For a start, fungi play a central role in scientific research. “Yeasts are the models for eukaryotic biology,” says Henk. This is a reminder that as fellow eukaryotes – organisms whose cells contain a nucleus – we are more closely related to fungi than we often think. In biotechnology, they are invaluable. “Fungi are a fantastic tool,” he says. They have a wide and expanding repertoire, such as the fermentation of foods, the mass production of key chemicals such as ethanol and citrate, and sustainable building materials. Their ability to produce antibiotics to kill bacteria has been harnessed by the pharmaceutical industry since the discovery of penicillin, and fungi continue to be a potential source of new antibiotics in an age of drug resistance. Recent research has even identified alpha-amanitin as a possible revolutionary cancer treatment.

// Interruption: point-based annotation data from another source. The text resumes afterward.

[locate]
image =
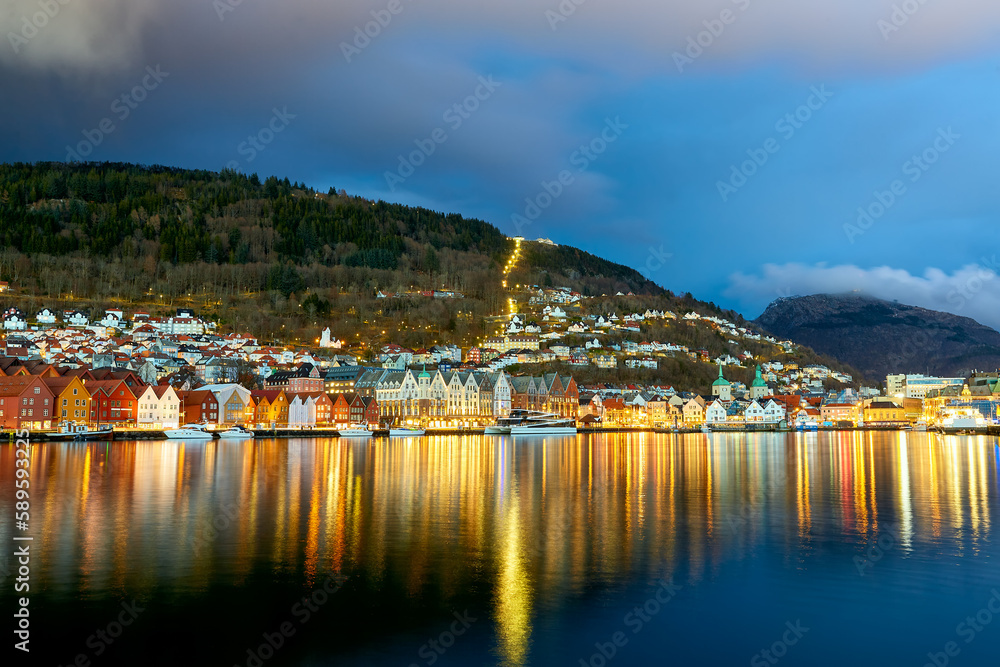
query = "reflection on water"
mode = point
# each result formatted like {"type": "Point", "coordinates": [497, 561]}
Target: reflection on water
{"type": "Point", "coordinates": [539, 521]}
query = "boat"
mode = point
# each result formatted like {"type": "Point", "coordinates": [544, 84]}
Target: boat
{"type": "Point", "coordinates": [355, 432]}
{"type": "Point", "coordinates": [533, 422]}
{"type": "Point", "coordinates": [806, 424]}
{"type": "Point", "coordinates": [189, 432]}
{"type": "Point", "coordinates": [405, 432]}
{"type": "Point", "coordinates": [74, 431]}
{"type": "Point", "coordinates": [962, 419]}
{"type": "Point", "coordinates": [236, 432]}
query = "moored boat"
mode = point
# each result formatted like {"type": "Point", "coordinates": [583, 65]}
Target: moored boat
{"type": "Point", "coordinates": [405, 432]}
{"type": "Point", "coordinates": [532, 422]}
{"type": "Point", "coordinates": [74, 431]}
{"type": "Point", "coordinates": [354, 432]}
{"type": "Point", "coordinates": [236, 432]}
{"type": "Point", "coordinates": [189, 432]}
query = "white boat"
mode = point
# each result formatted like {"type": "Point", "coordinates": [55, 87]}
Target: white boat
{"type": "Point", "coordinates": [355, 432]}
{"type": "Point", "coordinates": [963, 419]}
{"type": "Point", "coordinates": [532, 422]}
{"type": "Point", "coordinates": [74, 431]}
{"type": "Point", "coordinates": [189, 432]}
{"type": "Point", "coordinates": [405, 432]}
{"type": "Point", "coordinates": [236, 432]}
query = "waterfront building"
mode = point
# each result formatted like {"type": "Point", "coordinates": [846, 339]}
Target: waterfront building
{"type": "Point", "coordinates": [759, 388]}
{"type": "Point", "coordinates": [25, 402]}
{"type": "Point", "coordinates": [160, 407]}
{"type": "Point", "coordinates": [72, 400]}
{"type": "Point", "coordinates": [721, 388]}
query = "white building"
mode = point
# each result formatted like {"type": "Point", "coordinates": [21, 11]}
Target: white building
{"type": "Point", "coordinates": [326, 341]}
{"type": "Point", "coordinates": [302, 411]}
{"type": "Point", "coordinates": [159, 407]}
{"type": "Point", "coordinates": [715, 413]}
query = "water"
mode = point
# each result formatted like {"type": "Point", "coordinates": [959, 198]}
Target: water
{"type": "Point", "coordinates": [822, 549]}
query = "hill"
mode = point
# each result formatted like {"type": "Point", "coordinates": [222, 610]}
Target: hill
{"type": "Point", "coordinates": [881, 337]}
{"type": "Point", "coordinates": [270, 256]}
{"type": "Point", "coordinates": [282, 261]}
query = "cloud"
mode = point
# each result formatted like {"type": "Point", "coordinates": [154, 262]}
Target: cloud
{"type": "Point", "coordinates": [74, 35]}
{"type": "Point", "coordinates": [972, 291]}
{"type": "Point", "coordinates": [632, 37]}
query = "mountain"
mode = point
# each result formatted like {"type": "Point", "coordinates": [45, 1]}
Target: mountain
{"type": "Point", "coordinates": [144, 216]}
{"type": "Point", "coordinates": [283, 261]}
{"type": "Point", "coordinates": [880, 337]}
{"type": "Point", "coordinates": [268, 255]}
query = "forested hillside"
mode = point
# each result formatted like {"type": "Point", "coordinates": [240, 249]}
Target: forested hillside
{"type": "Point", "coordinates": [260, 254]}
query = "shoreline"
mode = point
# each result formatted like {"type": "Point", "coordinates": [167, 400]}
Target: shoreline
{"type": "Point", "coordinates": [259, 434]}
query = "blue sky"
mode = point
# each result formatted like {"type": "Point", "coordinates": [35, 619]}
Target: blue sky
{"type": "Point", "coordinates": [930, 88]}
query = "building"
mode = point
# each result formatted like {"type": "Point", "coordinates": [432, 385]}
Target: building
{"type": "Point", "coordinates": [722, 389]}
{"type": "Point", "coordinates": [72, 400]}
{"type": "Point", "coordinates": [759, 388]}
{"type": "Point", "coordinates": [341, 379]}
{"type": "Point", "coordinates": [882, 412]}
{"type": "Point", "coordinates": [271, 408]}
{"type": "Point", "coordinates": [26, 402]}
{"type": "Point", "coordinates": [237, 408]}
{"type": "Point", "coordinates": [159, 407]}
{"type": "Point", "coordinates": [836, 413]}
{"type": "Point", "coordinates": [14, 319]}
{"type": "Point", "coordinates": [112, 402]}
{"type": "Point", "coordinates": [304, 379]}
{"type": "Point", "coordinates": [918, 386]}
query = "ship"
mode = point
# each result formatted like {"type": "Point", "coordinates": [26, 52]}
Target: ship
{"type": "Point", "coordinates": [532, 422]}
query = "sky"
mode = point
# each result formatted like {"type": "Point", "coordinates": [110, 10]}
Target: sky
{"type": "Point", "coordinates": [741, 150]}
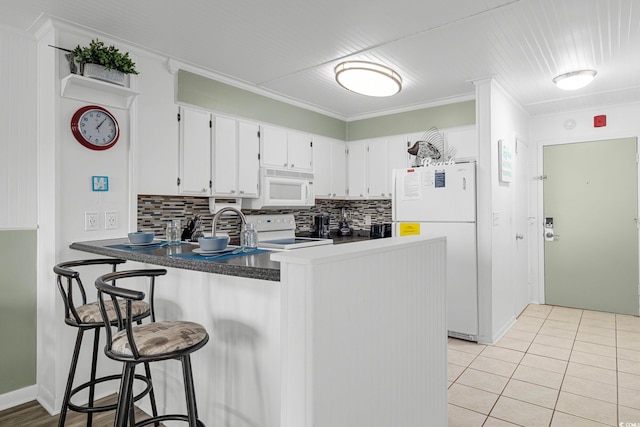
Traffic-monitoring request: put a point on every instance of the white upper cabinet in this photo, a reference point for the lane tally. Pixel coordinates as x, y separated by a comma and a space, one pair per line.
286, 149
225, 157
195, 152
377, 169
369, 166
235, 158
357, 169
248, 159
330, 167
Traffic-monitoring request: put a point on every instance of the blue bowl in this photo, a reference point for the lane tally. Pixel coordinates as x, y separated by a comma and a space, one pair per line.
213, 243
141, 237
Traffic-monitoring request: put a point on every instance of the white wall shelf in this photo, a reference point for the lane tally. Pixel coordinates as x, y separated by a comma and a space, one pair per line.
95, 91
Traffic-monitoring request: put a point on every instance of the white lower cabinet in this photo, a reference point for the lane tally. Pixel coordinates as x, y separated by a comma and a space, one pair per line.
194, 175
329, 158
235, 160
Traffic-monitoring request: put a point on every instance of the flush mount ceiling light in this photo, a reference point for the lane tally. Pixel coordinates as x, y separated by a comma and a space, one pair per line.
575, 79
368, 78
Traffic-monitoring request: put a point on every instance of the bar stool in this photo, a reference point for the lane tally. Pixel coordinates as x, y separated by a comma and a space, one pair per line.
149, 342
85, 317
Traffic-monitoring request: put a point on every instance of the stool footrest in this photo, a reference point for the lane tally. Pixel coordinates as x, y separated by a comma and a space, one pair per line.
170, 417
103, 408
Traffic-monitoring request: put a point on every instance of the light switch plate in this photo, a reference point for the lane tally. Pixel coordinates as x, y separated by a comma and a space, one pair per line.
110, 220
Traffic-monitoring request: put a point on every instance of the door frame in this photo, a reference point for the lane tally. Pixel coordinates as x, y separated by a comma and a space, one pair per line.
540, 194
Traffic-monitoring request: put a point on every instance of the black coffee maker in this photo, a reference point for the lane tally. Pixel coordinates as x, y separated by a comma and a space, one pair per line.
321, 226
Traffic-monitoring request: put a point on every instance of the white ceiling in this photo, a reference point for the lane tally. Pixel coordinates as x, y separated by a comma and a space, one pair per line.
290, 47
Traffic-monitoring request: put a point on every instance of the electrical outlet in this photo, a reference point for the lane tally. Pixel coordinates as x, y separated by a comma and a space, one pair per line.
90, 221
110, 220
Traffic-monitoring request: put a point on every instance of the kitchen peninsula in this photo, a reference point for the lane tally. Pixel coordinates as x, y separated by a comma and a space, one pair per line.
349, 335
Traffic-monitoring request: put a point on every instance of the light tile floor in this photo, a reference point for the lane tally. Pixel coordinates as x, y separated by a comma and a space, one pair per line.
557, 366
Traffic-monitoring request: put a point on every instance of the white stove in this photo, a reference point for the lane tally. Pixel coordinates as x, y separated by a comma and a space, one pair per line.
279, 232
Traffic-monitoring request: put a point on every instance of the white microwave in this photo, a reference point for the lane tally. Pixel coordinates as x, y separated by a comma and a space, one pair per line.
283, 189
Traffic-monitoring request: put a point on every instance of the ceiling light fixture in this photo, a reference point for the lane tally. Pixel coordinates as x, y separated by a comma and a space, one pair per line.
575, 79
368, 78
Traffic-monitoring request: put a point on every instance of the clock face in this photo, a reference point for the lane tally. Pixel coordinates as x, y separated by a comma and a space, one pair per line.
95, 128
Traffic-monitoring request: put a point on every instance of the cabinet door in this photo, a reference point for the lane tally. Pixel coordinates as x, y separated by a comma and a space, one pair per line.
195, 152
377, 170
225, 157
248, 159
157, 160
323, 167
397, 157
356, 170
300, 151
338, 169
273, 147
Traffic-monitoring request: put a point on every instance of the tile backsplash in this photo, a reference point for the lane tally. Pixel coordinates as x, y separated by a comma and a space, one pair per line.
154, 211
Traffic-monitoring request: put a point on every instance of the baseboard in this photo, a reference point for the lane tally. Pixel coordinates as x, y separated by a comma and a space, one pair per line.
18, 397
499, 334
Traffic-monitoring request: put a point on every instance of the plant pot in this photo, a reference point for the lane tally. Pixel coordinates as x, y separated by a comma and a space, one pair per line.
99, 72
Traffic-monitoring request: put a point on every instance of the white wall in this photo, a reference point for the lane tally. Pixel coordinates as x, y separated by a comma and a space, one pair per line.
499, 118
17, 131
622, 122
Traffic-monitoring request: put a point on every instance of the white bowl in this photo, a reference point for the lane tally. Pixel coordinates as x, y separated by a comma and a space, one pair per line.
141, 237
213, 243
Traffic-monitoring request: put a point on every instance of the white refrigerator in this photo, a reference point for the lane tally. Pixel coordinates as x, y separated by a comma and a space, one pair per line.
437, 201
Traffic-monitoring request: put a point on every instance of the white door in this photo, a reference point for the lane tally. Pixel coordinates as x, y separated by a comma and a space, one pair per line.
591, 195
195, 152
522, 225
248, 159
225, 157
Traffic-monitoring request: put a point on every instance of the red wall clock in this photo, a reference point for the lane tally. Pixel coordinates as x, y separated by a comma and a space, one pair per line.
95, 127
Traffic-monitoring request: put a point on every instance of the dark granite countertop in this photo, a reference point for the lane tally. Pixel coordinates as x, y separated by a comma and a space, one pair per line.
254, 266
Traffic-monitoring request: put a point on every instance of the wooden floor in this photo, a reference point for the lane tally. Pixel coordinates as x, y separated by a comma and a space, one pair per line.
31, 414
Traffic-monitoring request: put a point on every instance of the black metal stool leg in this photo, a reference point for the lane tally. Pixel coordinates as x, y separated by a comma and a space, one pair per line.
72, 374
152, 395
94, 364
192, 409
125, 396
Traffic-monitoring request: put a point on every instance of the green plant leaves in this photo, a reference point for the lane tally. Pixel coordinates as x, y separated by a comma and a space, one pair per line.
108, 56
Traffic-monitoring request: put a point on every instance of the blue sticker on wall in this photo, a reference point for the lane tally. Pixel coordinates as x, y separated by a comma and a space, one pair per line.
100, 183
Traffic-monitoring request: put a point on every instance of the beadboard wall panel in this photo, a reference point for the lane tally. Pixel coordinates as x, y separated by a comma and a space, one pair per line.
18, 165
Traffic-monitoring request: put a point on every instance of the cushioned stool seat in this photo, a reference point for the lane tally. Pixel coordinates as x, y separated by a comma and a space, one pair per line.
88, 316
134, 344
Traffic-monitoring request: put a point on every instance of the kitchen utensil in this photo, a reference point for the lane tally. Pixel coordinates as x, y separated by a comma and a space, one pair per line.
321, 225
173, 232
141, 237
343, 224
213, 243
249, 237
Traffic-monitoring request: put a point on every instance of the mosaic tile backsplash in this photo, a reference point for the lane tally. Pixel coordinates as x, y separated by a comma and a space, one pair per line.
155, 211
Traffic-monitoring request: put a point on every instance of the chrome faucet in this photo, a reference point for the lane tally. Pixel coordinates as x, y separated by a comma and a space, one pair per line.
223, 210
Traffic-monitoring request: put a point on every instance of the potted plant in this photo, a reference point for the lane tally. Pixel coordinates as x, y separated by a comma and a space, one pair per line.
104, 62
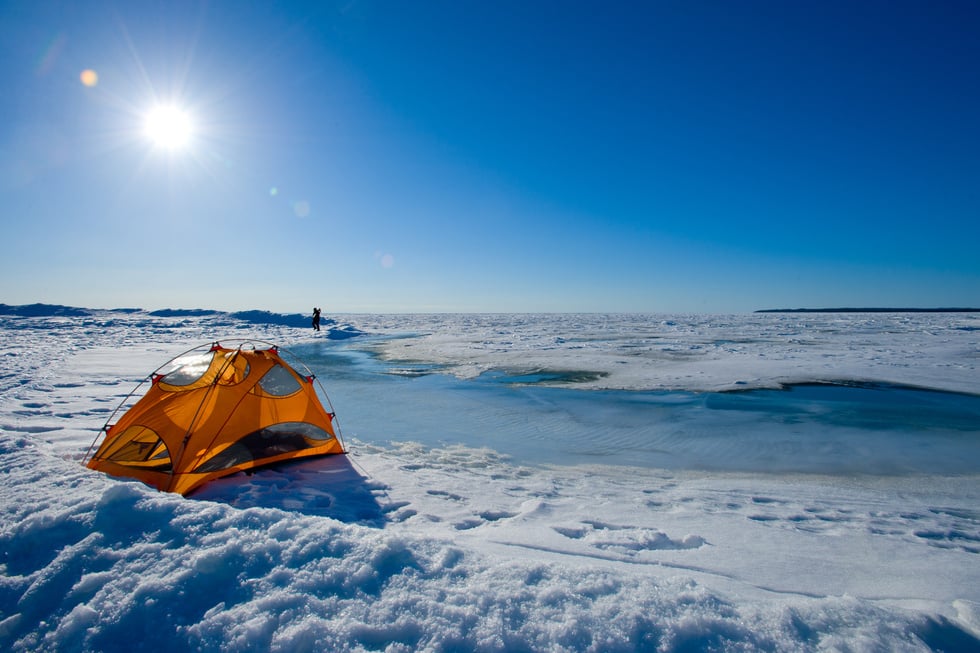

Fungi are also vital components of ecosystems. “They drive a lot of nutrient cycling through microbial communities and their often-symbiotic interactions with plants,” says Henk. They can be used in ecosystem regeneration and can signal broad environmental shifts, including those driven by climate change. “Fungi are agents of change in ecosystems,” says Fraser. Yet they are often ignored in ecological studies and conservation efforts, which leaves a major blind spot in our understanding of the natural world. And there is a darker reason why they warrant our attention, according to Henk: chemicals used to protect crops against fungal diseases are contributing to the emergence of resistant strains of fungi that can infect and kill humans. “Over a million deaths a year are attributable to fungi,” says Henk, and only a few hundred of these are from eating toxic mushrooms.

We may feel helpless against the power of agribusiness, but at least we can control the personal risks stemming from poisoning. Around the world, many cultures respect and value mushrooms, combining traditional knowledge and ecological understanding to identify and avoid dangerous species. Fraser thinks foraging is a good way for anyone to educate themselves about the fungal kingdom and to appreciate it. She points to research showing that foraging also develops environmental awareness and a stronger connection to nature. Even for people who have no intention of eating fungi, there is immense value in observing them and “joy in interacting with mushrooms in nature”, she says.

With more knowledge, perhaps the death cap will instil fascination rather than fear. The complex biology of this mushroom provides a window into the diversity, adaptability and ecological significance of an entire kingdom. It is evolving and, argues Henk, so must our attitudes. Compared with some disease-causing fungi, A. phalloides poses little threat; we should instead be concerned about the real dangers and benefits this branch of the tree of life can bring. “The fungal kingdom cannot be overlooked,” says Henk.